At Crew Cuts we have taken this shift very seriously, working to ensure that the quality of a viral piece is as high as it would be if shot for TV. We have started to explore the world of interactive and downloadable content and believe this trend will only continue to expand as marketers realize its unbelievable potential. From a creative perspective, our editors are enjoying more freedom in terms of length with this type of content–and that opens many doors for new types of talent and creativity.
Rick Wagonheim
Partner/managing director
rhinofx, New YorkPresently,’06 appears less promising than first predicted at the end of ’05. Business exploded last year with numerous opportunities to choose projects. Whether it’s economic uncertainty, or the siphoning of traditional ad dollars to “new media,” at the moment, there appears to be less client commitment.
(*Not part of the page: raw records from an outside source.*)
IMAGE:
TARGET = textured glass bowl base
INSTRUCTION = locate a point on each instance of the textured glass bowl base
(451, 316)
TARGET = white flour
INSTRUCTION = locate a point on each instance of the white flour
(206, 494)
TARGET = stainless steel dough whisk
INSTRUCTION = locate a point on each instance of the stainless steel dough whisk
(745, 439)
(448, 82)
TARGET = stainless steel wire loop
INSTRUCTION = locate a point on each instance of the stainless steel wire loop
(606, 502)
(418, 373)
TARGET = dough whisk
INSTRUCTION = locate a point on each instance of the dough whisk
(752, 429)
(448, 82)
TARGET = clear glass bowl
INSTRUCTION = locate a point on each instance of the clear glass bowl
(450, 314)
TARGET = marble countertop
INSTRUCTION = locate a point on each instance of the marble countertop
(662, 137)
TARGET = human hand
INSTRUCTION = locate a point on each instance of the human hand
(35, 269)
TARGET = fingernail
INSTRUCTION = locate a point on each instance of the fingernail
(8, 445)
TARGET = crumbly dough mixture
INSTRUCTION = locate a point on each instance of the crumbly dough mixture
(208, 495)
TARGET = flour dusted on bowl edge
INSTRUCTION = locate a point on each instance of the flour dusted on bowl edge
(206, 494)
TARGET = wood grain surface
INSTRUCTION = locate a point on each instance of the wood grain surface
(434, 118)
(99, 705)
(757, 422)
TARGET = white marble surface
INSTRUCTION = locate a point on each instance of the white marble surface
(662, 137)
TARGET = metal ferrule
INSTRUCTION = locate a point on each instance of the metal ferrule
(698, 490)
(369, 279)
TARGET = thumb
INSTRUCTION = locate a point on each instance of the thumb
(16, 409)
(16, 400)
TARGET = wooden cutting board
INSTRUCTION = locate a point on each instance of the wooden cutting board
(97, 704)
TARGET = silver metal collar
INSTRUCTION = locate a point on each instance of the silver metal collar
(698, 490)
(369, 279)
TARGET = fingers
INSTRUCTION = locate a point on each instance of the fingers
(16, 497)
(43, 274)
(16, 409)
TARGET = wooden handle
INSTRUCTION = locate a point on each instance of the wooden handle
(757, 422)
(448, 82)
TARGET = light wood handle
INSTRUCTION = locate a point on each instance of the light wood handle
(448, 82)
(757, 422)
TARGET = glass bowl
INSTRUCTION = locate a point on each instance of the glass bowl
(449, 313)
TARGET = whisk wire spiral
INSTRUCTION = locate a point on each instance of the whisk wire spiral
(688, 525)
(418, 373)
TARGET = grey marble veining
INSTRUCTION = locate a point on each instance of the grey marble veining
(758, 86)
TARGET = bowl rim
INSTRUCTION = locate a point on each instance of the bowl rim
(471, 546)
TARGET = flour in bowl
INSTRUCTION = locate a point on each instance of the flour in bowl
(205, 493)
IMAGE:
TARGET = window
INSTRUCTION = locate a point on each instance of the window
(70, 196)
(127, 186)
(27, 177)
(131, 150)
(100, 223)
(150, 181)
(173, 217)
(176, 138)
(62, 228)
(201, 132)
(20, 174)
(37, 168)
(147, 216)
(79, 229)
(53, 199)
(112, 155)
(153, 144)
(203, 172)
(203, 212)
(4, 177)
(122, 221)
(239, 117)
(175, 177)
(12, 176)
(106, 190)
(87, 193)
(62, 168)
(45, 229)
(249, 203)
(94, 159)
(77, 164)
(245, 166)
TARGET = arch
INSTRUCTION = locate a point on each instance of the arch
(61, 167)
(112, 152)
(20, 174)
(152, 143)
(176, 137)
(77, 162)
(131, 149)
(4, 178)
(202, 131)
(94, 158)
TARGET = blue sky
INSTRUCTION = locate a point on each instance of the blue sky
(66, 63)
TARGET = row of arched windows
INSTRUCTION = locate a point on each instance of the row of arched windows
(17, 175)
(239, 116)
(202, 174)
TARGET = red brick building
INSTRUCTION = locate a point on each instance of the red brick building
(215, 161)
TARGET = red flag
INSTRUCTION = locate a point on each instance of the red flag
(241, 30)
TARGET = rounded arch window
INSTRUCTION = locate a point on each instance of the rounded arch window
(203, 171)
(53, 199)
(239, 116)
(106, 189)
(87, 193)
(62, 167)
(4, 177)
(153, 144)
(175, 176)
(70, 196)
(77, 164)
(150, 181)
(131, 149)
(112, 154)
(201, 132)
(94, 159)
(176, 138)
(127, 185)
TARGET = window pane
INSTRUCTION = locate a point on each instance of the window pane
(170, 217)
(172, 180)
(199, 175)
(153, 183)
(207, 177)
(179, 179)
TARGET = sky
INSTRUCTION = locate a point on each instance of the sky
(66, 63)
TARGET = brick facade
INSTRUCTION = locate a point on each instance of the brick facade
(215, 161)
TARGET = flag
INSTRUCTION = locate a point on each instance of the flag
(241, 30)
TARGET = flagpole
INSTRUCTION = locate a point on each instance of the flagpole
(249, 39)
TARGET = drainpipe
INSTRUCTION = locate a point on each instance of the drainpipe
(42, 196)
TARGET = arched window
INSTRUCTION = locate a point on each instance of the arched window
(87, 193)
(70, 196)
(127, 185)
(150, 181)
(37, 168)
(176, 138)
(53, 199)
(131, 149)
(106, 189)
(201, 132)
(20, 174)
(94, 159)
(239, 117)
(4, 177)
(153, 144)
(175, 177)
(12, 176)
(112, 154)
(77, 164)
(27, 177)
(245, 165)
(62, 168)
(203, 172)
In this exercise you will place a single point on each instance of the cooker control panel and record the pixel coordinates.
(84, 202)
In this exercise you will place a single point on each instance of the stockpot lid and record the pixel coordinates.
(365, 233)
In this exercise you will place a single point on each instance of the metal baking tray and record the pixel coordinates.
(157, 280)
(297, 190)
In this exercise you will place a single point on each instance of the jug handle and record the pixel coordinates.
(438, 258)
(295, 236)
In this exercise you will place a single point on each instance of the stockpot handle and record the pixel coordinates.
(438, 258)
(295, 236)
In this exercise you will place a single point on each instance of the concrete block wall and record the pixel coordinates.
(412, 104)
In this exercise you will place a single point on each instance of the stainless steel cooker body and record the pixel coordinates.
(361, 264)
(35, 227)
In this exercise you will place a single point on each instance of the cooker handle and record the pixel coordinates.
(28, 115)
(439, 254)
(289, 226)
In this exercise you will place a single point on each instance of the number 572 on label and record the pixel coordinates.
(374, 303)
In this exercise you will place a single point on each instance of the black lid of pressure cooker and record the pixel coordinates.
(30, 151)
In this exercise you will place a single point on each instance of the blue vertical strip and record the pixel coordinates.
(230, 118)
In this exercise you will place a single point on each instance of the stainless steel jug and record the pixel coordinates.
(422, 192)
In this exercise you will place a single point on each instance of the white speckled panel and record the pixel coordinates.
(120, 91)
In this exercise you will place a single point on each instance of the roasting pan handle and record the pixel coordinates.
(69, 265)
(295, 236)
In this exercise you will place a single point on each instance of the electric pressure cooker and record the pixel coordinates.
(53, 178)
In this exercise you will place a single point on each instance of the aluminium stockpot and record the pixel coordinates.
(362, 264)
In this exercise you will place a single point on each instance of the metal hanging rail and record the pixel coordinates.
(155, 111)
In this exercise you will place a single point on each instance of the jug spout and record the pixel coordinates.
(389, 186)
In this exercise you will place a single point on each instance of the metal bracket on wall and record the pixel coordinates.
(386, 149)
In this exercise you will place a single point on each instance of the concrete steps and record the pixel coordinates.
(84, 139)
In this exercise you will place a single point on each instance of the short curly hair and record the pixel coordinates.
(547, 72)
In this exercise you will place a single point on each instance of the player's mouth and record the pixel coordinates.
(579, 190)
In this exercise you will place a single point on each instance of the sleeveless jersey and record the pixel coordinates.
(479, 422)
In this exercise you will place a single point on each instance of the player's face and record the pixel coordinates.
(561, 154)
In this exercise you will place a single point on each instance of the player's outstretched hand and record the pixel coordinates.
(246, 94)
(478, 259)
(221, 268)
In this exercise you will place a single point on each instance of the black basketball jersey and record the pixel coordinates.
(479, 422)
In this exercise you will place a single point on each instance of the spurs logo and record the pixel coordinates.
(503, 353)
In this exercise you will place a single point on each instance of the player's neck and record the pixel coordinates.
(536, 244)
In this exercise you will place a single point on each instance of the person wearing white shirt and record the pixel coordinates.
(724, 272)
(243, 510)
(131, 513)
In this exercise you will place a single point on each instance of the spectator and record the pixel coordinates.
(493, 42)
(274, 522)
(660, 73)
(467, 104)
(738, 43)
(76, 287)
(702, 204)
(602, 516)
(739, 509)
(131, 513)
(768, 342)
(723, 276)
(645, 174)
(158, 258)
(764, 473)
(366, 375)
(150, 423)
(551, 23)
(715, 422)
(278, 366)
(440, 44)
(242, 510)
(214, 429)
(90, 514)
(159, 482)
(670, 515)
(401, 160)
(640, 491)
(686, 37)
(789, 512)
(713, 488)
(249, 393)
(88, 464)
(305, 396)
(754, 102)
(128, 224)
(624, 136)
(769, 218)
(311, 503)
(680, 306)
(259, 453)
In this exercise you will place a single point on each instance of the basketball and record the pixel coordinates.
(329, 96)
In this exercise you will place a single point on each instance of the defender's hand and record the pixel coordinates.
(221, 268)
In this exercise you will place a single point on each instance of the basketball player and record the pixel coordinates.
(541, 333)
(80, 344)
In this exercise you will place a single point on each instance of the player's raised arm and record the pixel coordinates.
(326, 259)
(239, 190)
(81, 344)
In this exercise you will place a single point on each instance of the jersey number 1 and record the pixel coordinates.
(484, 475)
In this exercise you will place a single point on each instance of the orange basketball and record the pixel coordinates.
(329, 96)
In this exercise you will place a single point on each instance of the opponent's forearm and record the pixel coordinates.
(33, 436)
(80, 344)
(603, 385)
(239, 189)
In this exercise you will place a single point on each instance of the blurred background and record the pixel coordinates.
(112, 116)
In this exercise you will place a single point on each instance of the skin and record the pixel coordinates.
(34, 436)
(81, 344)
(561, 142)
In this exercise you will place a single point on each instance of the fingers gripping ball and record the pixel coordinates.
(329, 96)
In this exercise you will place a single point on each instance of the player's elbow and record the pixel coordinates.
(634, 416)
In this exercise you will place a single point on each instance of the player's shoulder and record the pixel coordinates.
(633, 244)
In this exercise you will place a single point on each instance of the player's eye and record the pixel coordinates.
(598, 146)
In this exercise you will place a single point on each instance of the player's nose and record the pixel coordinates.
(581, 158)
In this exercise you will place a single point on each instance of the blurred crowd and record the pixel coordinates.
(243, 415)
This creates board flu, not board flow. This extended flu finally caused the liars in the business to come out of the closet admitting “it’s slow,” a topic rarely discussed due that perception, reality thing.
Our industry is a transactional business that is difficult to predict. We witness moments and feel secure or insecure accordingly. At this moment insecurity seems more prevalent as there have been agency layoffs that are not the result of client departures. Management is concerned about their margins.
As we complain, whine or feel anxious, realize our business is far better then the dry cleaning industry. We do not suffer from zipper burns and the chemicals are far more toxic, not nearly as much fun as the chemicals in advertising. And the car wash business is far slower in the winter then our present board flu.
So, no complaints as we like what we do, even when it sucks the life out of us. The one certainty in ’06 is exhaustion and fatigue.